De acuerdo con evidencia presentada por organismos internacionales, la criminalización del consumo de drogas sigue profundizando crisis sanitarias y sociales a nivel global, al incrementar los riesgos de infección por VIH y limitar el acceso a servicios de salud.
Un documento del Programa Conjunto de las Naciones Unidas sobre el VIH/Sida (Onusida), subraya que las políticas punitivas han demostrado ser ineficaces frente a enfoques centrados en salud pública y derechos humanos.
¿Adicciones aumentan riesgo de contraer VIH?
De acuerdo con datos de dicho documento, la prevalencia de VIH entre personas que se inyectan drogas es diez veces mayor que el promedio mundial, puesto que el riesgo de adquirir el virus puede ser hasta 34 veces superior en esta población.

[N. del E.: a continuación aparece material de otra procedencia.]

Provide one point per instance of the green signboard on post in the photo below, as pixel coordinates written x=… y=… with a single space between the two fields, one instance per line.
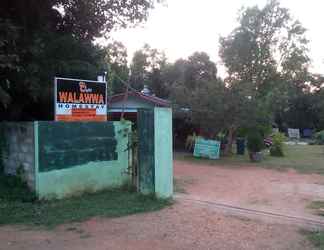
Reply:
x=207 y=149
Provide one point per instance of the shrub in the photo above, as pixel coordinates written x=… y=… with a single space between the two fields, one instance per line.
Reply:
x=277 y=145
x=319 y=137
x=255 y=142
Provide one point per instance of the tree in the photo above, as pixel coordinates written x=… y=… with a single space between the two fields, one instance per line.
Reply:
x=118 y=71
x=147 y=68
x=268 y=53
x=266 y=42
x=199 y=69
x=54 y=38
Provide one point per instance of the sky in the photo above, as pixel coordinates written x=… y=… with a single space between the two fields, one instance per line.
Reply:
x=182 y=27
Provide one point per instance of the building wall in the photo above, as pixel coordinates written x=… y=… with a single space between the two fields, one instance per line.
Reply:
x=155 y=152
x=163 y=152
x=18 y=150
x=131 y=103
x=80 y=157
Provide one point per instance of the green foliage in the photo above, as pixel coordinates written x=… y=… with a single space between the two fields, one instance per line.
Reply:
x=277 y=148
x=14 y=188
x=255 y=142
x=316 y=238
x=319 y=138
x=55 y=38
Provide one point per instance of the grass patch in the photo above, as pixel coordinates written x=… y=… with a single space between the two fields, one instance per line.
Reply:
x=303 y=158
x=14 y=209
x=315 y=237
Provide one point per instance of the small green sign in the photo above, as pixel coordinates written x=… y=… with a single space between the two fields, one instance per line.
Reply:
x=207 y=149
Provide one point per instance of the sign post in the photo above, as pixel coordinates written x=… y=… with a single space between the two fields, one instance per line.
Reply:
x=80 y=100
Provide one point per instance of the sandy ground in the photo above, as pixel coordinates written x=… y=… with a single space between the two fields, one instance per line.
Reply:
x=184 y=226
x=284 y=192
x=189 y=225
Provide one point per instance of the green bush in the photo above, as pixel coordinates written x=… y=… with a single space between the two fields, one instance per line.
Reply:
x=255 y=142
x=277 y=147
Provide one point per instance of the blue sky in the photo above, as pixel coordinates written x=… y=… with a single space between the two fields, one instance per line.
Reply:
x=185 y=26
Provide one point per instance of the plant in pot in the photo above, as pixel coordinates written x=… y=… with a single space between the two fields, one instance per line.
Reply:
x=255 y=146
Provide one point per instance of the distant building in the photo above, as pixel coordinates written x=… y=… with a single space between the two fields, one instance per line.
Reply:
x=130 y=102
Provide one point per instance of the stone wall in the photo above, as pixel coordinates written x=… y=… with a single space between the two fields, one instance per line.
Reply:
x=19 y=151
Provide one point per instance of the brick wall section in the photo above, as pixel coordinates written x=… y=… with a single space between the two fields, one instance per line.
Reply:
x=19 y=150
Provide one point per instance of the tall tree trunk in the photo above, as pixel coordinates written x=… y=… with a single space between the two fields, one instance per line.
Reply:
x=230 y=140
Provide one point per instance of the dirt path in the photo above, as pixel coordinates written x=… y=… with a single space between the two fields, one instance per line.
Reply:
x=190 y=225
x=184 y=226
x=287 y=193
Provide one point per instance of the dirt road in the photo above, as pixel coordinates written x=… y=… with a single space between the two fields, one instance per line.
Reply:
x=288 y=192
x=184 y=226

Dicho informe identifica particularmente el uso de heroína como uno de los principales vectores históricos de transmisión del virus, en contextos de consumo inyectable.
En regiones como Europa del Este y Asia Central, el consumo de drogas inyectables, principalmente opioides, representó el 25% de nuevas infecciones en 2024.
Además, el análisis advierte que el uso inseguro de este tipo de sustancias conlleva riesgo de contraer VIH y otras enfermedades transmitidas por la sangre.
“El impacto del VIH en personas usuarias de drogas ha sido evidente desde el inicio de la epidemia”, se lee en el informe.
De igual forma, los primeros estudios en Estados Unidos ya vinculaban el virus con grupos de consumidores de heroína.
Marginación social limita tratamientos
Asimismo, el documento señala que el VIH y el consumo de drogas están “profundamente entrelazados”, no solo por prácticas como el intercambio de jeringas, sino también por factores estructurales como la marginación y el estigma.
Las poblaciones clave, incluida la comunidad LGBTQ+, enfrentan vulnerabilidades acumuladas, puesto que el incremento en la exclusión social limita el acceso a pruebas de VIH, tratamientos antirretrovirales y programas de prevención.
“Los sistemas de justicia penal a menudo están sesgados contra ciertos grupos raciales, mujeres y personas LGBTQ+, lo que agrava su exposición a riesgos sanitarios y sociales”, advierte el informe.
Ante este contexto, el documento sostiene que la despenalización del consumo y la posesión puede generar beneficios si se acompaña de políticas sanitarias adecuadas.
“Los enfoques menos punitivos hacia el consumo y la posesión de drogas pueden incentivar a las personas a acudir a servicios de salud como pruebas, prevención y tratamiento del VIH”, indica el documento.
Como ejemplo de esto último, cita a Portugal, donde, tras la despenalización en 2001, los nuevos casos de VIH asociados al uso de drogas cayeron de 973 en 2004 a 24 en 2023; no obstante, advierte que la despenalización por sí sola no garantiza resultados.
Mientras que en materia de reducción de daños, los datos muestran brechas estructurales, pues aunque más de 112 países cuentan con políticas en este ámbito, solo 93 disponen de programas de intercambio de jeringas, 95 ofrecen terapias con agonistas opioides y apenas 19 tienen instalaciones de consumo supervisado.
“La prolongada guerra contra las drogas ha fracasado, pues la evidencia respalda políticas centradas en salud pública y derechos humanos”, afirma el informe.
Asimismo, se advierte que la criminalización expone a las personas usuarias a sistemas penitenciarios con riesgos adicionales, pues “la encarcelación puede implicar riesgos asociados al VIH y, paradójicamente, al consumo de sustancias”.
Entre las acciones recomendadas, los organismos plantean la despenalización del consumo y la posesión, así como el fortalecimiento de servicios de salud, la ampliación de programas de reducción de daños y el financiamiento de estrategias comunitarias con énfasis en poblaciones clave.
A nivel global, 152 países mantienen la criminalización del consumo de drogas, lo que, según el análisis, refuerza los daños en salud pública y perpetúa desigualdades.